Para o piloto, “todo mundo passa por esse tipo de coisa na vida, e a gente pensa se foi um erro ter feito isso ou aquilo”. “Eu acabei aprendendo que não existem erros, mas aprendizados”, e na leva, aí veio a confissão de que algo evidentemente não saiu certo. “Veio uma lição da maneira mais difícil de aprender para mostrar a parte onde a gente errou, o que não cumpriu e o plano B que não preparou. Em 2011, eu realmente estava prestes a parar – tinha até me inscrito na universidade –, e a vida me deu um tapa para mostrar que eu precisava acreditar e ter garra. E em 2012, estava numa equipe que não tinha condições de disputar vitórias e quase foi campeã, a Arden, e isso me deu uma nova perspectiva de como levar as coisas. O tombo que estou levando é duro, não é fácil, mas não é o fim”, comentou.
A título de curiosidade, Razia deixou para trás o curso de Engenharia Mecânica, apesar de se comunicar com facilidade. “Jornalismo, eu deixo para vocês”, falou. “Eu não sou muito parcial. Acho que não serviria para ser jornalista porque eu gosto de torcer. Eu gosto muito do Brasil, então não seria muito bom para ser imparcial.”
O que fica, por enquanto, de gosto para Razia são dois dias de testes com o carro rubronegro. Que, segundo o brasileiro, “tem potencial para bater a Caterham, que não vai desenvolver muito neste ano porque está olhando muito para 2014, quando vai ter uma mudança muito grande”. “A Caterham acha que vai dar o grande salto no ano que vem e vão concentrar nisso. Já a Marussia, que está com o Pat Symonds, muito experiente, mais de 30 anos na F1, vai aproveitar as oportunidades que tem na mão, principalmente com a McLaren. Eu estive no simulador, inclusive, e foi um dia muito legal para mim, e vi que eles estão determinados a colocar várias atualizações no carro. Mas esse é o limite. Ultrapassar a Caterham é uma realidade, mas para por aí”, admitiu.

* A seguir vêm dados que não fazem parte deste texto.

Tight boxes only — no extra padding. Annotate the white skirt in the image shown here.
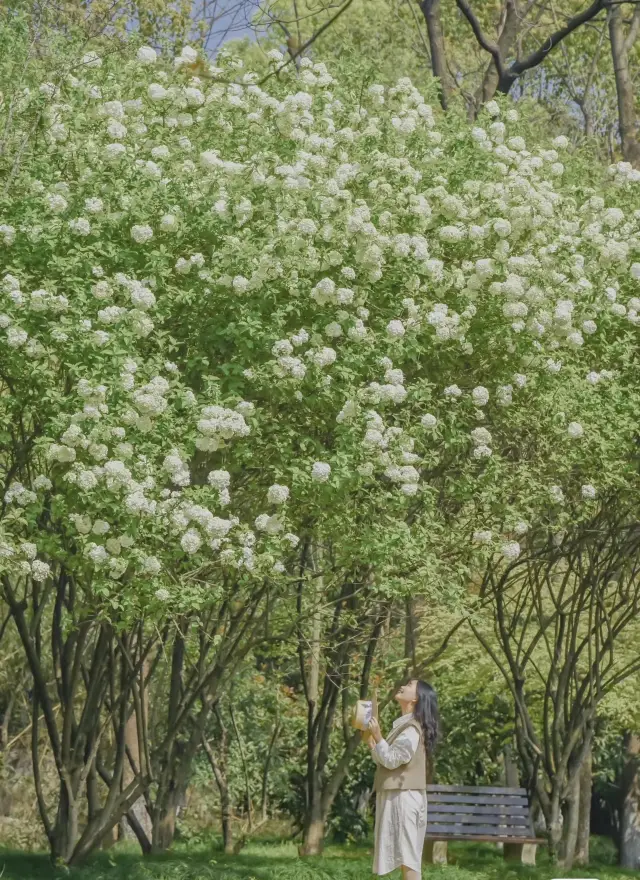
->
[373,790,427,874]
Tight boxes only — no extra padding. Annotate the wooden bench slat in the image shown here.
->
[427,798,529,818]
[427,793,529,808]
[427,818,531,840]
[427,785,527,797]
[427,810,529,829]
[425,830,547,846]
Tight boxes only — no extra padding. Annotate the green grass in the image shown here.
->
[0,840,640,880]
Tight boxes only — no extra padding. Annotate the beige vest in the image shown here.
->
[373,719,427,791]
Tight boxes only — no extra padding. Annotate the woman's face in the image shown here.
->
[395,678,418,704]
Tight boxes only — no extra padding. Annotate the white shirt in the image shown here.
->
[371,715,427,875]
[372,713,420,770]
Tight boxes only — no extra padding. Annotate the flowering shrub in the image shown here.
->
[0,31,640,613]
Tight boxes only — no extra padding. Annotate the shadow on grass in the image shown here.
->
[0,840,640,880]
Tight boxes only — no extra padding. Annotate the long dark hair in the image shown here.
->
[413,680,440,754]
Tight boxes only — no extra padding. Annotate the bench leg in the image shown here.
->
[422,840,447,865]
[504,843,538,867]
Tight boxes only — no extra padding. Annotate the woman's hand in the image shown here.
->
[369,718,382,743]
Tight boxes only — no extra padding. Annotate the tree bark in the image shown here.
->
[574,749,593,865]
[620,733,640,871]
[420,0,453,110]
[608,4,640,168]
[474,0,519,112]
[202,725,233,855]
[560,775,580,871]
[122,662,152,843]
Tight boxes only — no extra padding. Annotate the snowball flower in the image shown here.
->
[82,52,102,67]
[567,422,584,440]
[387,320,405,339]
[207,470,231,489]
[473,529,493,544]
[471,385,489,407]
[267,483,289,504]
[136,46,158,64]
[311,461,331,483]
[131,226,153,244]
[180,529,202,553]
[420,413,438,430]
[549,486,564,504]
[31,559,51,583]
[500,541,520,559]
[69,217,91,236]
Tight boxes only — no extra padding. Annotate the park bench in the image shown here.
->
[425,785,546,865]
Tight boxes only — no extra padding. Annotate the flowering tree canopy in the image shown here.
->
[0,27,640,615]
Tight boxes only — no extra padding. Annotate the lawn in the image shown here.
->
[0,840,640,880]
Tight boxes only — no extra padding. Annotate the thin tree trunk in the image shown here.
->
[262,708,280,822]
[574,749,593,865]
[122,662,152,842]
[202,728,233,855]
[608,4,640,168]
[420,0,453,110]
[560,774,580,871]
[475,0,519,112]
[620,733,640,871]
[504,743,520,788]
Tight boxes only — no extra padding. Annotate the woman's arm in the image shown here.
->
[375,727,420,770]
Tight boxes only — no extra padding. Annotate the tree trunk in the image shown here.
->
[574,749,593,865]
[560,774,580,871]
[299,785,325,856]
[152,780,187,853]
[202,736,233,855]
[51,782,79,864]
[545,786,562,864]
[504,743,520,788]
[420,0,453,110]
[608,4,640,168]
[122,690,152,842]
[475,0,519,113]
[620,733,640,871]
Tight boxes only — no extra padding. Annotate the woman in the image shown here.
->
[369,679,439,880]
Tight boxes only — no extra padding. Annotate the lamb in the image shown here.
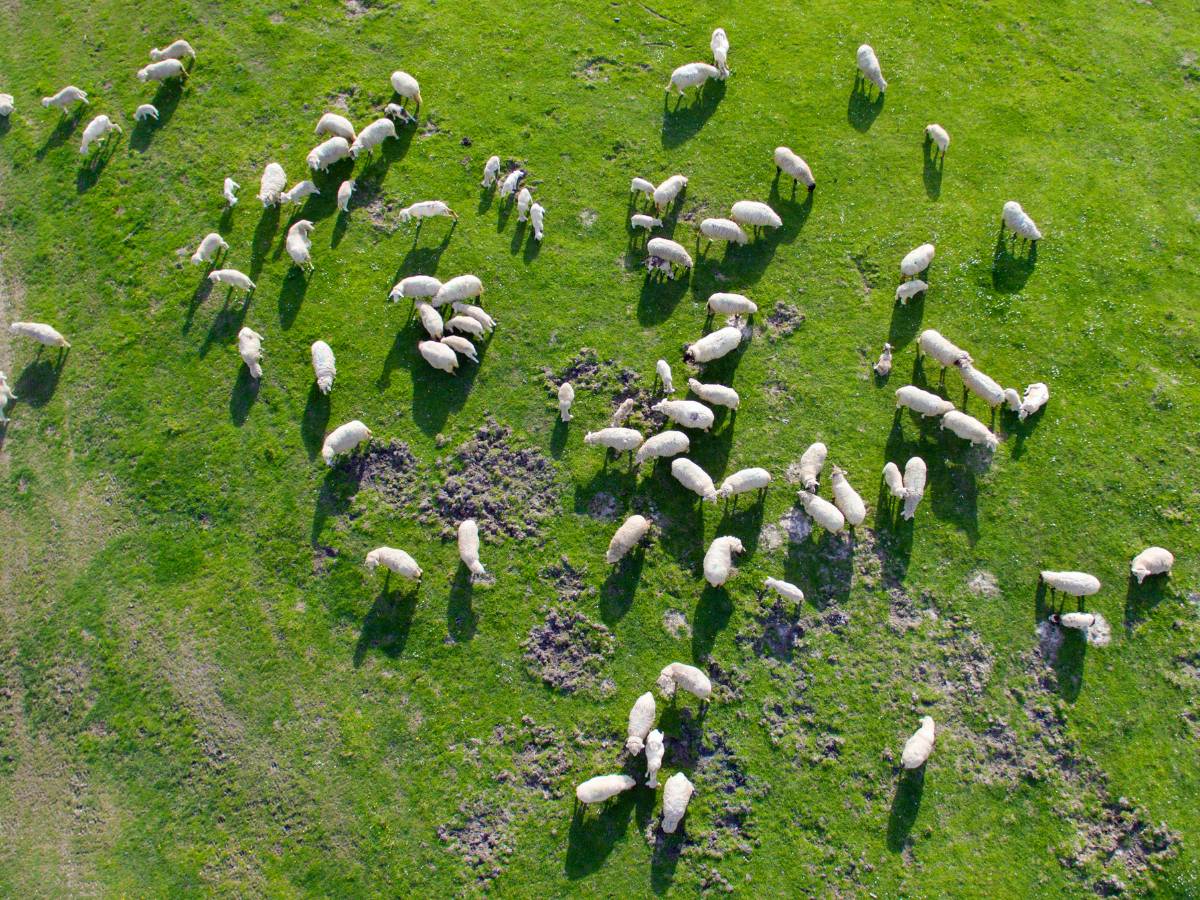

Também fica a gratidão por uma equipe que procurou ajudar o quanto pôde. “Eu não tenho nada a reclamar, não. Eles me deram a oportunidade – tinham o próprio Bianchi para escolher antes, outros pilotos na lista – com aquilo que a gente tinha”, avaliou Luiz. “A gente assinou o contrato e começou a trabalhar junto, e desde o começo sempre me trataram bem. A parte de engenharia adorou o meu trabalho e eu estava me sentindo muito bem com eles. Não tenho por que sentir qualquer rancor.”
Se Razia bateu tanto na tecla de que tudo é aprendizado e lição, entendeu bem que “essa é a natureza da categoria”. “Tem um ditado que fala para não odiar o jogador, mas para odiar o jogo. O jogo é a F1, não sou eu nem a equipe.”